Dwayne Golomb, an FBI agent, told jurors that in March 2016, he was assigned to look into a Zello channel participant who was thought to be living in Dallas. The individual, who turned out to be Rahim, used several monikers and hid his identity, Golomb said.
Zello’s chief technology officer told jurors that his app has 130 million users worldwide and that up to 6,000 people can be connected at once.
In addition to subpoenas, agents applied for and received a warrant under the Foreign Intelligence Surveillance Act, or FISA. Whalen said in court records his client’s business also was surveilled “almost constantly for almost two years.”
Agents learned Rahim was planning to travel to Jordan on March 5, 2017.
He was arrested at DFW International Airport after agents with the FBI Joint Terrorism Task Force questioned him there. Rahim had recently shaved off his beard and was carrying about $7,000 in cash at the time, court records show.
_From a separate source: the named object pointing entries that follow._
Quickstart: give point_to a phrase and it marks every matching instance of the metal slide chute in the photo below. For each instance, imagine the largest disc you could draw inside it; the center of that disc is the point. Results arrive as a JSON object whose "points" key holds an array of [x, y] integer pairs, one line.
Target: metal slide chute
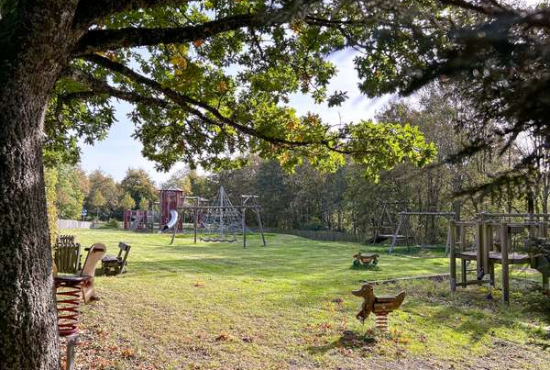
{"points": [[172, 222]]}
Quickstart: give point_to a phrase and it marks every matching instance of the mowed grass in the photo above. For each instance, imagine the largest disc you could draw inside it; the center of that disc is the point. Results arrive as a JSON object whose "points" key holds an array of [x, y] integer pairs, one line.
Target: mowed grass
{"points": [[289, 306]]}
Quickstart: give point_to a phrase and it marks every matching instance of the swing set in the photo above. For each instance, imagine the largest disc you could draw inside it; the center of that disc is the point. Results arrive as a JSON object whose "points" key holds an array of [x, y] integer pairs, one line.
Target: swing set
{"points": [[396, 226], [220, 220]]}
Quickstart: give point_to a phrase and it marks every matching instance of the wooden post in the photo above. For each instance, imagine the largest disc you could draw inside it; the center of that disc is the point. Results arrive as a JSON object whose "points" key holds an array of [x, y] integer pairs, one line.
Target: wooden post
{"points": [[463, 267], [174, 233], [394, 239], [195, 225], [487, 247], [243, 213], [257, 211], [505, 267], [452, 245], [479, 251]]}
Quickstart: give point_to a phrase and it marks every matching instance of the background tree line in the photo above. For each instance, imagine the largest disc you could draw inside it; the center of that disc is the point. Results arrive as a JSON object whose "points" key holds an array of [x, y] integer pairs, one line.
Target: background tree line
{"points": [[345, 200]]}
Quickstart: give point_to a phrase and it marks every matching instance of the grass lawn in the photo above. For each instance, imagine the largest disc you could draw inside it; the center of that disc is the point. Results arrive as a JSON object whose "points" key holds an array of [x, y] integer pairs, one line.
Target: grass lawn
{"points": [[288, 306]]}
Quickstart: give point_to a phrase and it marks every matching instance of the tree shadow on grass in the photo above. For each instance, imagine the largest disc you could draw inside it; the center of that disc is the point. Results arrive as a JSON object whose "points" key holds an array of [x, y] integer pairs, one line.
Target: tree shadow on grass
{"points": [[349, 340]]}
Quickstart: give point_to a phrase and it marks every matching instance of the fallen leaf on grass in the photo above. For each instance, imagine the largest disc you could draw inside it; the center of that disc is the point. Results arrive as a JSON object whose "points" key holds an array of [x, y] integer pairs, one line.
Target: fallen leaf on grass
{"points": [[247, 339], [223, 337], [127, 353]]}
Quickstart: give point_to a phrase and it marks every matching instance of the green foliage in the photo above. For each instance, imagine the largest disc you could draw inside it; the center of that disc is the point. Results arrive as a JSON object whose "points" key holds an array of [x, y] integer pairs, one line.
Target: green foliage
{"points": [[140, 186], [181, 180], [201, 101], [72, 187], [105, 189], [127, 202]]}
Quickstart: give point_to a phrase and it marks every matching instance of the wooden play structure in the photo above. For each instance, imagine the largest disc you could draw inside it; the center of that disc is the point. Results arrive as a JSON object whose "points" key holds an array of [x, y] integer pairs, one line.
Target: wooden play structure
{"points": [[138, 220], [170, 199], [498, 239], [381, 306], [114, 265], [365, 260]]}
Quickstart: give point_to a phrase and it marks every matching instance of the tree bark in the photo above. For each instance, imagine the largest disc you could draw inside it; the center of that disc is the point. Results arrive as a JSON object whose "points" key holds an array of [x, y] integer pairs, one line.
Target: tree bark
{"points": [[33, 54]]}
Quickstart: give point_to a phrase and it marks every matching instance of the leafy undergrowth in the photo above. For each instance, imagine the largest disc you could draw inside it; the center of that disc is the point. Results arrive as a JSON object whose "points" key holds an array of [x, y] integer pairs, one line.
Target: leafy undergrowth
{"points": [[288, 306]]}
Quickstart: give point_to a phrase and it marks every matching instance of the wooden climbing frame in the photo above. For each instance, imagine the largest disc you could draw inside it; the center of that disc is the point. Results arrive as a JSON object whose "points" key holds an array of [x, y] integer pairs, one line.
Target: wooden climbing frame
{"points": [[491, 246]]}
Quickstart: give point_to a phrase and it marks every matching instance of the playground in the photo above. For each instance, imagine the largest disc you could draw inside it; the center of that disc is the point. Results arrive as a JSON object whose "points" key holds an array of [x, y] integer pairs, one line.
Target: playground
{"points": [[289, 306]]}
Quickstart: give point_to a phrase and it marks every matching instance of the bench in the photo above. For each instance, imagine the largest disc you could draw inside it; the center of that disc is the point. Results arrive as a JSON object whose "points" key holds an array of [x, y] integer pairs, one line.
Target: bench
{"points": [[114, 265], [67, 255], [363, 259]]}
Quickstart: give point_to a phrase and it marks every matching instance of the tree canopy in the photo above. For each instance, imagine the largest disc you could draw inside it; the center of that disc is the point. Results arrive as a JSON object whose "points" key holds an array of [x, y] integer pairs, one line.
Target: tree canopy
{"points": [[212, 80]]}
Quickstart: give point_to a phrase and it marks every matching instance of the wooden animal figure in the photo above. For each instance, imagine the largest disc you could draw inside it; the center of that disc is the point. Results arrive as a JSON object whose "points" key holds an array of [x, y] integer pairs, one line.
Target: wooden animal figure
{"points": [[379, 305]]}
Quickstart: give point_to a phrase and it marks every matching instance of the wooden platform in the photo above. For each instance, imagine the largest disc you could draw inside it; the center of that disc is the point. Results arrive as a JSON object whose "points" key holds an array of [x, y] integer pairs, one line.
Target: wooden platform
{"points": [[515, 258]]}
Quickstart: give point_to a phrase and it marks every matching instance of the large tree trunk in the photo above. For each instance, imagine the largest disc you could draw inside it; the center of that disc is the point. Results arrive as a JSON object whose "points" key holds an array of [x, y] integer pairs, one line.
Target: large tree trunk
{"points": [[31, 59]]}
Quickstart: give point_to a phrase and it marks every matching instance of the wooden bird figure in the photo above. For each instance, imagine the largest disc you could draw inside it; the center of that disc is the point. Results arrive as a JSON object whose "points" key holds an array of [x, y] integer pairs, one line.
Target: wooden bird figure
{"points": [[380, 306]]}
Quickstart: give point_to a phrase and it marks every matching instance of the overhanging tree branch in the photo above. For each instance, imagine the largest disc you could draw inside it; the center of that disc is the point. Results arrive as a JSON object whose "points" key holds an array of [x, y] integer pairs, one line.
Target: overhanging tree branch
{"points": [[89, 11], [186, 102], [102, 40]]}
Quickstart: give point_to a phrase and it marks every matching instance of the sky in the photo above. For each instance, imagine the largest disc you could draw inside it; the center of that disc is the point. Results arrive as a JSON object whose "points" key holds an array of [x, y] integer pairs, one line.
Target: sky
{"points": [[119, 151]]}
He was having difficulty getting a boarding pass to Jordan from Lufthansa Airlines because he was on a “no-fly” list, according to court documents in the case.
Rahim told agents the purpose of his trip was to see his daughter, who lives there with her mother. But federal authorities said Rahim expressed a “willingness and a hope” to join ISIS fighters in Syria, which borders Jordan.
Agents said they found a .357-caliber handgun at his store as well as a large knife and a magazine loaded with bullets from an AR-10 rifle.
Whalen told jurors during his opening statement that FBI agents told Rahim at the airport that they could help him obtain a boarding pass. That was a lie, he said.
“Mr. Rahim was never going to get on that plane,” Whalen said. “And they never told him that.”
Rahim is one of several North Texans who have been recently been accused of trying to support and/or engage in international terrorism.
Matin Azizi-Yarand, 18, a former Plano high school student, was sentenced in April to 20 years in state prison after pleading guilty to an ISIS-inspired plot to commit mass murder at a Collin County mall.
And Michael Kyle Sewell, 18, of Arlington is accused in a criminal complaint of conspiring to provide material support to a foreign terrorist organization for trying to recruit fighters on social media to join an Islamist terrorism group based in Pakistan.
Rahim told his listeners on Zello that it’s easy to obtain a firearm in the U.S., according to prosecutors. “I mean, most everyone is armed. It’s not hard to get weapons. You can go anywhere carrying a weapon,” he allegedly said.
Other comments, all spoken in Arabic, attributed to Rahim include:
“Kill if you have a chance … it is well known that shedding of the blood of the infidel is lawful.”
“Kill them, I mean, with the intention of jihad, with the intention of you being a mujahideen for the sake of god.”
“Kill. And do not consult anyone or seek the opinion of others. Kill. Kill them and do not show them mercy or compassion, for neither the civilian clothes protect them nor the military uniform.”